From DB perspective, batch sizes >>10k are bad (too long-lasting transactions => locks, bloat issues), and on the other hand, 1k+ of SELECTs and dozens of minutes to schedule thousand jobs is also a huge stress (e.g., to process events
in batches of 2,000 rows, it takes ~30 minutes just to schedule it – to send to sidekiq – and with size 25,000 it takes ~15-18 min). So, with row numbers >100M this thing is absolutely limited on both ends.
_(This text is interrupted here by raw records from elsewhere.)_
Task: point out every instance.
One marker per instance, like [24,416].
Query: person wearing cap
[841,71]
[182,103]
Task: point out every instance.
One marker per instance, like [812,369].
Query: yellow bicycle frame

Capabilities of background migrations
Meanwhile, the mechanism of background migrations itself supports better way to run migrations. The migrations defined https://gitlab.com/gitlab-org/gitlab-ce/blob/master/lib/gitlab/background_migration/cleanup_concurrent_schema_change.rb shows that:
- it is possible to schedule a migration which once a next batch of data is processed, will schedule a new job, organizing a chain, getting rid of N+1 SELECTs;
- arbitrary column names might be supported;
- abstraction from table/column names might be implemented.
Proposal
The idea is to create a new thing: a helper module/class which allows to schedule just 1 single job, which will process the next available batch (retrieving BATCH_SIZE rows based on index-only scan), and then schedule the next job. Chain of jobs. Until it returns 0 rows. If proper index exists, retrieval of the "next batch" is a very efficient task, and it can involve reporting of progress (worth to log it for visibility), see example of such query: https://gitlab.com/gitlab-org/gitlab-ce/merge_requests/24512/diffs#9125caf0371666647de544457d3390a829bc8846_0_49
It is to be run much more often than current background migrations – delays should be very small, matter of seconds or even <1s. This approach will be scalable and will allow to process up to 1B rows per day on a modern hardware.
The main challenge in defining this method is: how to provide an abstraction layer allowing to define the query or its parts, to become the new way to run background migrations, without needs to code the "whole thing" every time, minimizing the amount of code in up
methods.
If this is reached, methods bulk_queue_background_migration_jobs_by_range
& queue_background_migration_jobs_by_range_at_intervals
have to be deprecated as non-scalable, leading to poor DB performance on big tables.
Additionally: reporting for performance control (DBA)
During such background processing (which was called in Slack discussion, an "infinitely-rescheduling" migration), it is worth to control some database-related numbers:
- amount of WAL being generated (using
pg_current_xlog_location()
); - checkpoints frequency, write rates of checkpoints / backends / bgwriter (
pg_stat_bgwriter
); - sizes and size growth rates for corresponding tables and -- most important! -- indexes, to control bloat.
All these things will be extremely helpful for pre-deploy analysis of massive background migrations, helping to choose proper speed and batch sizes.